One of the hardest things about having a conversation is knowing how to end it. This is because ending a conversation works against the 'pairwise' organization of talk. Different kinds of conversations end in different ways. Conversations that are instrumental in nature (you ask me some questions about an assignment) are easier to end--they end naturally when the purpose of the conversation is fulfilled. Casual conversation between friends is much harder to end, as you probably know from you own experience. People usually start ending the conversation well before the actual closing, offering what we call 'pre-closings'-signals to the person they are talking to that they want the conversation to end. This is sometimes done rather directly ('Well, I've got a lot of homework to do') or in rather subtle ways with things like minimal responses (not elaborating too much or raising new topics), speed and intonation (slower, lower) and use of discourse markers ('so', 'well'). One of the most common ways to end a conversation 'politely' is by making it seem like the other person wants to end it ('I know you're busy, so I won't bother you anymore').

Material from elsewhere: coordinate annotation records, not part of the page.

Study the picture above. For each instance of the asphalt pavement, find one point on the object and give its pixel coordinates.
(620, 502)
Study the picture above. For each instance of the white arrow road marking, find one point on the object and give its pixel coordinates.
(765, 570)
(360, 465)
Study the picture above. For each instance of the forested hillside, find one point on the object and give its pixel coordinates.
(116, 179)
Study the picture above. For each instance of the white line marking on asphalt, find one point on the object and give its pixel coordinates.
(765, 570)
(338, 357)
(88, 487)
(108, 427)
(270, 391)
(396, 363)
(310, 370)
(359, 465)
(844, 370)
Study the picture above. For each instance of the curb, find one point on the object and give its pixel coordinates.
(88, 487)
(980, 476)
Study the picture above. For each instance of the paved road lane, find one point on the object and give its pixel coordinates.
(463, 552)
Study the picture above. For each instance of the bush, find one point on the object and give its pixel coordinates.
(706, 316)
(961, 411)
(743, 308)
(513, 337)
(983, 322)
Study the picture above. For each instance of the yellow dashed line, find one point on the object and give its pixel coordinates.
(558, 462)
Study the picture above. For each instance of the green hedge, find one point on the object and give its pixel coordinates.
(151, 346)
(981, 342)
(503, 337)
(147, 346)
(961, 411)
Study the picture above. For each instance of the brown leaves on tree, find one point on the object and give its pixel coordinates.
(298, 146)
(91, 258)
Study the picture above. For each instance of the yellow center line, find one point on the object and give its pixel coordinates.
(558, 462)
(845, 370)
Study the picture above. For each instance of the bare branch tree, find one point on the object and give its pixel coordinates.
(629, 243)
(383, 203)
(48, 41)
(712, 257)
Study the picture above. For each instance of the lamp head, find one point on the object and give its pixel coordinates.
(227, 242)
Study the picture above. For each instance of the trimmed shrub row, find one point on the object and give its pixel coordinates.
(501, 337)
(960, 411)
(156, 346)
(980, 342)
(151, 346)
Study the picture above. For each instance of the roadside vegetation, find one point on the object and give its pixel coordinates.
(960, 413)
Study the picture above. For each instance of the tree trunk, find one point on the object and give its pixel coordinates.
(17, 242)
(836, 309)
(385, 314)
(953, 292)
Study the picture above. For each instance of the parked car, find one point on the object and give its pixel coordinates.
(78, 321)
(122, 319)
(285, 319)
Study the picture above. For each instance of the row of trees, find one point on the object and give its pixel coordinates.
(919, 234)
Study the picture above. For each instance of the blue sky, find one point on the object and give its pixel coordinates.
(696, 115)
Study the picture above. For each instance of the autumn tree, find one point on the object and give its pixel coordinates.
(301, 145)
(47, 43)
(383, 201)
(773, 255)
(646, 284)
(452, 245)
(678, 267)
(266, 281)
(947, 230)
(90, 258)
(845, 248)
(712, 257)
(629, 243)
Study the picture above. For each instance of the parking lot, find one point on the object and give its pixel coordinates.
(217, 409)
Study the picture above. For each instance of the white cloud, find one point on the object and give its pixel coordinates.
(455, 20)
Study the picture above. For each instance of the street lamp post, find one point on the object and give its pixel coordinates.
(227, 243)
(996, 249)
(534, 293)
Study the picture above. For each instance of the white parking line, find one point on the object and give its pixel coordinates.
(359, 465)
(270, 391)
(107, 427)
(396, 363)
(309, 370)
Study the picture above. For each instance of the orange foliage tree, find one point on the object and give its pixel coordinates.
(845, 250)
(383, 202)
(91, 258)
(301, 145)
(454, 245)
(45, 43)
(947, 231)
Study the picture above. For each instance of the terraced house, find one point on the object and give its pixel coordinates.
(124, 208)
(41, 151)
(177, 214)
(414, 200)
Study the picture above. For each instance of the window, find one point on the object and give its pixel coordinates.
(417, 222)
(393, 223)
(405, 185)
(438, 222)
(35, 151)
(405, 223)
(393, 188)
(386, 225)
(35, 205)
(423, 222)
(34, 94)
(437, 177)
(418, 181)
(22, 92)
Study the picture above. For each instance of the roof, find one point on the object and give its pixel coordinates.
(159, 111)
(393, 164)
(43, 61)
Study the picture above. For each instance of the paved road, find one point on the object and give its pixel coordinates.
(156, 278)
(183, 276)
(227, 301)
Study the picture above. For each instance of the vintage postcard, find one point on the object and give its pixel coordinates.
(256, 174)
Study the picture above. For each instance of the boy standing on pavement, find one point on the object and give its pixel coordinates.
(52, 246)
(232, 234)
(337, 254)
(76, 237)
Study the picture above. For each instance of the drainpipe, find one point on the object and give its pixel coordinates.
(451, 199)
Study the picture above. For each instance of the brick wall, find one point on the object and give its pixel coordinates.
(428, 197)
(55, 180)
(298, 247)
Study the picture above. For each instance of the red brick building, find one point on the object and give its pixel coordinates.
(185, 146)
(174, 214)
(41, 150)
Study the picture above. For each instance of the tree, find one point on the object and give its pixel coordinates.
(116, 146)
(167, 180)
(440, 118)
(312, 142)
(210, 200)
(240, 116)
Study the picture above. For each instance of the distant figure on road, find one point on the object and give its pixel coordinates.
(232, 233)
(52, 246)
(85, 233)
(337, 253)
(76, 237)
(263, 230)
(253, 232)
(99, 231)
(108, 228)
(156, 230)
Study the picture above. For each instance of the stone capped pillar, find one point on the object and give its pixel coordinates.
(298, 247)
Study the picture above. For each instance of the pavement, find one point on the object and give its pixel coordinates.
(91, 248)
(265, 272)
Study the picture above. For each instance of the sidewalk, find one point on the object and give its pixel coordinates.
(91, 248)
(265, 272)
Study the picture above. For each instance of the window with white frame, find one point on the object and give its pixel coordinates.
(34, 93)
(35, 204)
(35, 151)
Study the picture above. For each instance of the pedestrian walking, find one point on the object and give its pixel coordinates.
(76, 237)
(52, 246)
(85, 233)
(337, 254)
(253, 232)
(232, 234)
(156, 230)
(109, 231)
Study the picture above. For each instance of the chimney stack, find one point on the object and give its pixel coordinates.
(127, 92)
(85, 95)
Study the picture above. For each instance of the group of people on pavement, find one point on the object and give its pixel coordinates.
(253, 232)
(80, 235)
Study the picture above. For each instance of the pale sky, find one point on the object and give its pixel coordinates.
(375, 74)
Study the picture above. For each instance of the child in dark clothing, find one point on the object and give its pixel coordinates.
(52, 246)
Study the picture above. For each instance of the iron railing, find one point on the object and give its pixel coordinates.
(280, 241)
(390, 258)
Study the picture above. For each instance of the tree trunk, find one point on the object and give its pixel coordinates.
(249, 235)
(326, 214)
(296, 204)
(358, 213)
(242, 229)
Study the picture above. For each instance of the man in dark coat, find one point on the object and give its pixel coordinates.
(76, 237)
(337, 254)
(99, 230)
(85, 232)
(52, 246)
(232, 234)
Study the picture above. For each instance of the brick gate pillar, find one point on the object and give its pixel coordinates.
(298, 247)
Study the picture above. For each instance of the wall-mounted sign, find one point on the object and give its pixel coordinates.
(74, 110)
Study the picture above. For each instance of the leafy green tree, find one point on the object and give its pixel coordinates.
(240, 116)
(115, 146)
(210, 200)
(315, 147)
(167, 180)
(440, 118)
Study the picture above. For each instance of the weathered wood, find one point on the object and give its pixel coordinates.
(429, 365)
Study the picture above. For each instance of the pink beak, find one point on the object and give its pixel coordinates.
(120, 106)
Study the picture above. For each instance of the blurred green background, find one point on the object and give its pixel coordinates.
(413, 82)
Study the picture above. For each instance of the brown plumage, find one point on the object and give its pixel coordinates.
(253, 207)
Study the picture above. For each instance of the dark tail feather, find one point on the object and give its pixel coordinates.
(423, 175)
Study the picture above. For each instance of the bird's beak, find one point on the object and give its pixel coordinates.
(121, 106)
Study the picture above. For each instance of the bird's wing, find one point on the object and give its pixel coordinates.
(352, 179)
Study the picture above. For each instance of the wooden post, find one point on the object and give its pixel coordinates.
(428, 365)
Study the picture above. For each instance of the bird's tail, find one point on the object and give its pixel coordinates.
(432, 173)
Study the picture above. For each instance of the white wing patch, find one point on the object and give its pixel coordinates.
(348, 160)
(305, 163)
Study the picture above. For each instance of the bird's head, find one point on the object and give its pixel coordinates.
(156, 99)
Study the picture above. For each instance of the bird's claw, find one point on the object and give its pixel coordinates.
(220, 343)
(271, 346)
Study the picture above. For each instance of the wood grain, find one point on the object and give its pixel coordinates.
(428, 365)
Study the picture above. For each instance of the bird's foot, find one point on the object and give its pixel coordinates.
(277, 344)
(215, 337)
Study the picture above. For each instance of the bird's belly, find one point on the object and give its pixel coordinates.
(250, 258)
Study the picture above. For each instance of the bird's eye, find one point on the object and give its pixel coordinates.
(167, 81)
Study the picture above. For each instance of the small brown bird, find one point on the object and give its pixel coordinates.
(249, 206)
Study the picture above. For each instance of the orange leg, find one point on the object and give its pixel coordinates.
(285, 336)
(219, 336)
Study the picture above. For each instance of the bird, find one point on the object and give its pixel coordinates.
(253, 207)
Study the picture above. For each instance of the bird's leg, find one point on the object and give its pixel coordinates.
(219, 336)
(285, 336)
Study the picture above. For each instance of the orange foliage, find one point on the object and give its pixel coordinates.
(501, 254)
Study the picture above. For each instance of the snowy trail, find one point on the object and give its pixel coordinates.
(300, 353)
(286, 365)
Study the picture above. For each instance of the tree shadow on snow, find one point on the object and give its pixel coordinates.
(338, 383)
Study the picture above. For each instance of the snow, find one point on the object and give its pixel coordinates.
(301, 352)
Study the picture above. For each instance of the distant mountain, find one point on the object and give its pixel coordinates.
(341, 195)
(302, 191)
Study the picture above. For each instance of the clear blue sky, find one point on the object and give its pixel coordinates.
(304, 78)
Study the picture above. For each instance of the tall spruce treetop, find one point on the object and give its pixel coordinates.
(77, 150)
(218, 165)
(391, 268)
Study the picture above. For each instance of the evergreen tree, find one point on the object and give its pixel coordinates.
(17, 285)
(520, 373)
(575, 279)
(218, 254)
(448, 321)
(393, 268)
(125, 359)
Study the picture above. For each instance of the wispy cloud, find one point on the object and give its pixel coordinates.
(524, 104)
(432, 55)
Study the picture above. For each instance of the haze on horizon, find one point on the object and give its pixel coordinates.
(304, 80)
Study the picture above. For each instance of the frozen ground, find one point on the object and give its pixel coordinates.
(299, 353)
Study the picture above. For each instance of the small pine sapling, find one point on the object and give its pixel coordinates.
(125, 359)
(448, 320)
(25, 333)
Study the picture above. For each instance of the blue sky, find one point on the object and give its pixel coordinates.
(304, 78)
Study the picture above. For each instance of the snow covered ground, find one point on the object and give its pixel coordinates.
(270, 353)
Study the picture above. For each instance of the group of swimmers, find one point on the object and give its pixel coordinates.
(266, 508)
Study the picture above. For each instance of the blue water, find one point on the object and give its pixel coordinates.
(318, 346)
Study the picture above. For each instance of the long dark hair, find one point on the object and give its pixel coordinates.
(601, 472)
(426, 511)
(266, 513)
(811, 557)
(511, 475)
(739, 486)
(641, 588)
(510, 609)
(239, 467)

Ending a conversation abruptly creates the implicature that you are angry at the other person or do not feel very close to them (which is okay if you really are not very close to them).

Supplementary Readings

Paul ten Have, 'Three Exemplary Studies' (from Doing Conversation Analysis, 1999 Sage, pp. 13-26)
       
       

Ronald Wardhaugh, 'Topics, Turns and Terminations' (from How Conversation Works, Blackwell pp. 138-161)
   

Optional Readings

Paul ten Have, 'Methodological Issues in Conversation Analysis' (URL)

Margaret C. Laney, 'How is communication possible? From the perspective of Harold Garfinkel' (URL)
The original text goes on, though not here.